Through the year-long drilling operation, Chiang had stayed on station, supervising the removal and clearance of thousands of tons of granite rubble, the mechanical diggers dumping it straight over the side, into three hundred feet of water. All power requirements were met from the nuclear reactor on board the 2,600-ton Rubis Class French submarine Emeraude, which had made the journey from Brest to Kerguelen without once surfacing. It was now moored underwater, where it had been for five years, sitting between two old, rusting gray buoys, spaced about four hundred feet apart, fifty yards off the western lee shore. Only occasionally did the Emeraude ever come up for stores or ventilation.

Its reactor was still running sweetly, powering with ease the generators in the 180,000-square-yard factory-hotel. It powered its lighting, its heat, its water converters, its air intakes, and all the tunneling machinery. It also powered the electrical systems for the future pressurized water reactor, which would ultimately replace the Rubis itself.
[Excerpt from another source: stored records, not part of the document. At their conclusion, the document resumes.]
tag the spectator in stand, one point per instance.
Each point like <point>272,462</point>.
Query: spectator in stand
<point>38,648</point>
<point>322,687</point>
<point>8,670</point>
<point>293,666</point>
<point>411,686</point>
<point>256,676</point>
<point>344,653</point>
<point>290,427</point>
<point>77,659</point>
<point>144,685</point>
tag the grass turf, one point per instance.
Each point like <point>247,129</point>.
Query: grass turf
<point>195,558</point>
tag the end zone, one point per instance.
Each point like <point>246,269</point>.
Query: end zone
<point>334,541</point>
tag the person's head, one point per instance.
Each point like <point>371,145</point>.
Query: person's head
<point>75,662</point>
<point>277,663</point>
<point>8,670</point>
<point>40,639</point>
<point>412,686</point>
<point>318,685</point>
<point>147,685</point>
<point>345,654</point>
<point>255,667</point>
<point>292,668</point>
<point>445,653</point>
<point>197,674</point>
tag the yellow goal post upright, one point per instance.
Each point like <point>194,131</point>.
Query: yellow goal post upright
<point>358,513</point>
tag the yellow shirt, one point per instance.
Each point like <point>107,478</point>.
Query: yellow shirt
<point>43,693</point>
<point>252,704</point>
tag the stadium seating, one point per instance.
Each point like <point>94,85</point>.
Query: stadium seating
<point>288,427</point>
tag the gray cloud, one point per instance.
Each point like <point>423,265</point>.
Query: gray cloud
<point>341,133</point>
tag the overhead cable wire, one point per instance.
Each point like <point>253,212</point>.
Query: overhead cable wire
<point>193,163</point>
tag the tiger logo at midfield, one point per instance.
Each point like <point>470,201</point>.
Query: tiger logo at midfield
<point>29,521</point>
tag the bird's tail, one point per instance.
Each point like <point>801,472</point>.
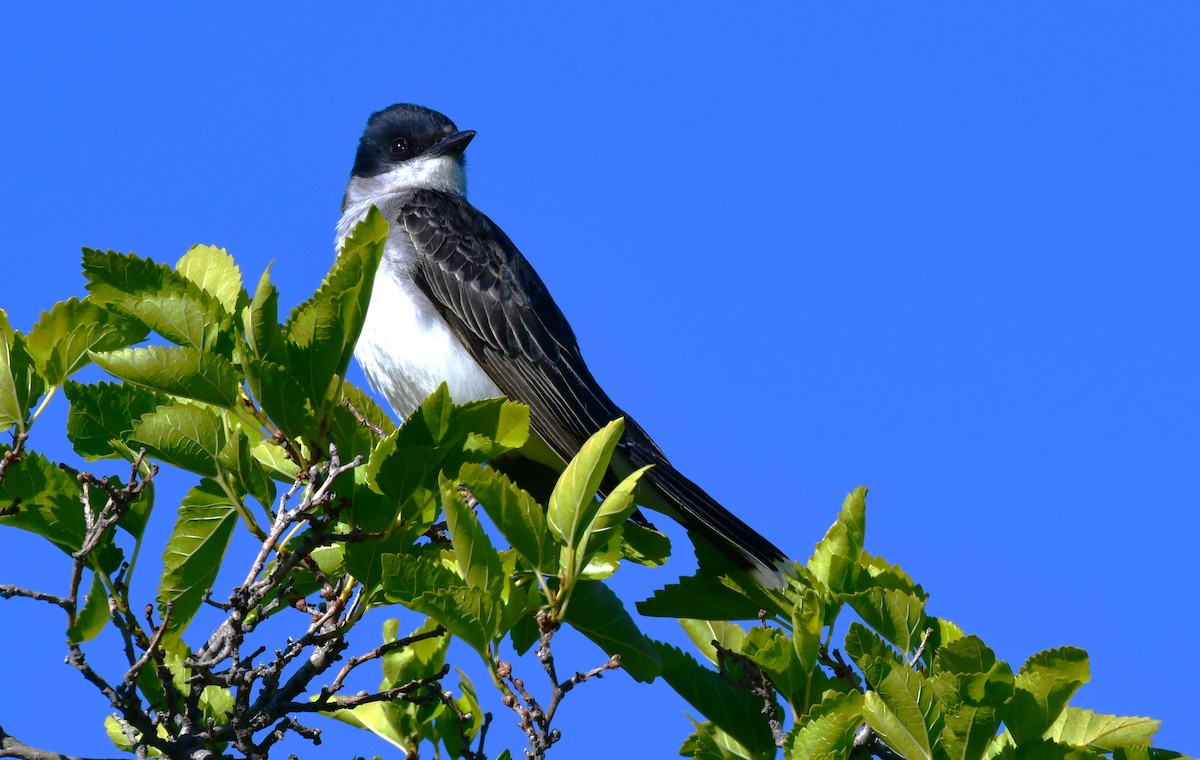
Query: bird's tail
<point>695,509</point>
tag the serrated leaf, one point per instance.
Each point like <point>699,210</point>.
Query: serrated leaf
<point>808,622</point>
<point>163,300</point>
<point>94,615</point>
<point>598,614</point>
<point>47,503</point>
<point>519,518</point>
<point>64,336</point>
<point>705,743</point>
<point>427,587</point>
<point>21,386</point>
<point>643,545</point>
<point>978,678</point>
<point>322,331</point>
<point>733,710</point>
<point>969,731</point>
<point>1105,732</point>
<point>195,551</point>
<point>177,370</point>
<point>244,471</point>
<point>700,597</point>
<point>183,435</point>
<point>904,713</point>
<point>261,322</point>
<point>478,561</point>
<point>573,503</point>
<point>214,271</point>
<point>702,634</point>
<point>827,730</point>
<point>834,562</point>
<point>1044,684</point>
<point>895,615</point>
<point>281,396</point>
<point>102,416</point>
<point>610,519</point>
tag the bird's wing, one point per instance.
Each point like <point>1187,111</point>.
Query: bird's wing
<point>501,310</point>
<point>498,306</point>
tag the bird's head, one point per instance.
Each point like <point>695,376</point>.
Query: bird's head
<point>407,148</point>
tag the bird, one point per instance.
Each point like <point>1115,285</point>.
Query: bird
<point>454,300</point>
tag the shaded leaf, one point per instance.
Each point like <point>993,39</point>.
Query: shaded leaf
<point>519,518</point>
<point>729,707</point>
<point>102,416</point>
<point>21,386</point>
<point>700,597</point>
<point>175,370</point>
<point>597,612</point>
<point>64,336</point>
<point>190,437</point>
<point>827,730</point>
<point>195,551</point>
<point>478,561</point>
<point>834,562</point>
<point>214,271</point>
<point>47,503</point>
<point>573,503</point>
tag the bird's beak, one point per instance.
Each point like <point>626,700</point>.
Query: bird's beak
<point>454,144</point>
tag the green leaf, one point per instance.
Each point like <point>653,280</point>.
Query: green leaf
<point>808,622</point>
<point>61,340</point>
<point>700,597</point>
<point>895,615</point>
<point>573,503</point>
<point>871,653</point>
<point>261,322</point>
<point>827,730</point>
<point>708,742</point>
<point>978,678</point>
<point>702,633</point>
<point>478,561</point>
<point>21,386</point>
<point>519,518</point>
<point>1104,732</point>
<point>904,713</point>
<point>834,562</point>
<point>645,545</point>
<point>430,588</point>
<point>47,503</point>
<point>245,472</point>
<point>610,519</point>
<point>195,550</point>
<point>190,437</point>
<point>94,615</point>
<point>322,331</point>
<point>733,710</point>
<point>175,370</point>
<point>161,299</point>
<point>214,270</point>
<point>102,416</point>
<point>281,396</point>
<point>598,614</point>
<point>1044,686</point>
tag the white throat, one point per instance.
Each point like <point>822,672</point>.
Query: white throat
<point>442,173</point>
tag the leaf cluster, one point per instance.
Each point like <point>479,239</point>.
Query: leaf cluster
<point>355,513</point>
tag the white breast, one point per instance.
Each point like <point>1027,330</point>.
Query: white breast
<point>407,351</point>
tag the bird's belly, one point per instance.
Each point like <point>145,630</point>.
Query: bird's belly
<point>407,351</point>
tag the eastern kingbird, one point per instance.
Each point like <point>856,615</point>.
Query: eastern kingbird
<point>455,300</point>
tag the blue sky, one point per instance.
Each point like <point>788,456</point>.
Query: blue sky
<point>946,251</point>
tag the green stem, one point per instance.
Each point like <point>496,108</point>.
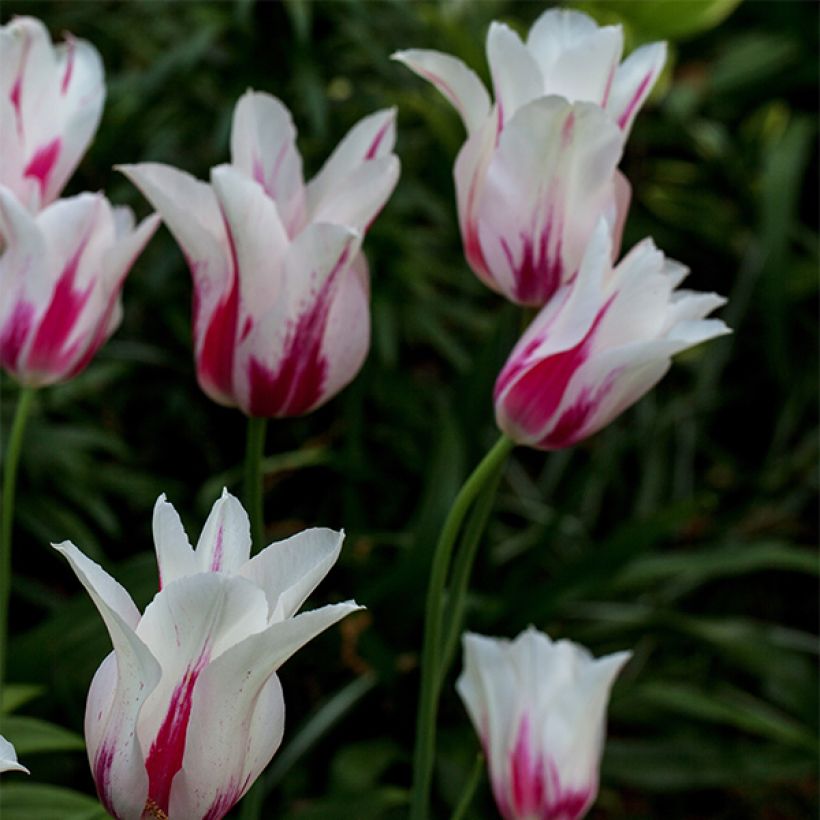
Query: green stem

The aging Rubis was the workhorse of the entire project — it powered the fifty big metallic “spinners,” the gas centrifuge systems that over a period of years would slowly, laboriously, breathtakingly expensively separate Uranium-239 from Uranium-235, that most sinister metal, with its highly unstable nucleus…the bedrock of a nuclear warhead.

Chiang had been invaluable to the Taiwan government. When the tunnels were finally completed, and the electricity, air, and waterlines laid down, he returned to the Baie and spent another six months supervising the building of the U-235 plant, the preparation for the PWR itself, and the protection of the workforce from its lethal contents. He actually drove the big mobile concrete mixer himself during the construction of the long jetty. For this he designed a special slate gray, automatic steel curtain, which would cover the docking area when it was not in use. Chiang Yi would not accept one penny for his labor or for the labor of his men. He would, instead, forever have the pick of all government building contracts in Taiwan.